Multicriteria analysis for quantifying sustainability of developed load bearing lightweight geopolymer

Abstract

In geopolymers, several factors such as the limited availability of amorphous aluminosilicate material, the need for a high dosage of activator, the requirement for hot curing conditions, and the activation by pressure pose challenges in considering geopolymer as a sustainable load-bearing material. Therefore, this experimental and analytical work aimed to address the aforementioned issues. The experimental work was carried out in four distinct series, where fly ash (FA) was combined with sugarcane bagasse ash (SCBA), slag (GGBS), and lime. The alkaline to precursor (A/P) ratio and curing conditions were varied. Initially, the compression casting approach was employed to reduce the dosage of activator. But later on, lime was added to prevent such a technique, and the alkaline dosage was reduced due to occupying effect.

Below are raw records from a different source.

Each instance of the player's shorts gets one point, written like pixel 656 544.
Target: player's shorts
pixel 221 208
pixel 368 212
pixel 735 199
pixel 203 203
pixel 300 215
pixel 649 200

Thereafter, three key performance indices of sustainability were quantified: load-bearing lightweight (Dp), environment (Ep), and economic (Cp). These indices were determined by normalizing density, CO2 emissions, and cost by compressive strength, respectively. It was observed that FA-lime-based mortar is a sustainable geopolymer. It is ambiently cured and has the least alkaline activator, high strength, minimal CO2 emissions, and low cost. It was also compared to conventional construction materials such as fired clay brick and concrete, and promising results were obtained. Sustainable quantification was conducted analytically by extracting seven alternatives from four series and analyzing a 7 × 7 decision matrix using the multicriteria decision-making technique. The FA-lime-based specimen was selected experimentally and verified analytically, along with a prioritized list of all specimens.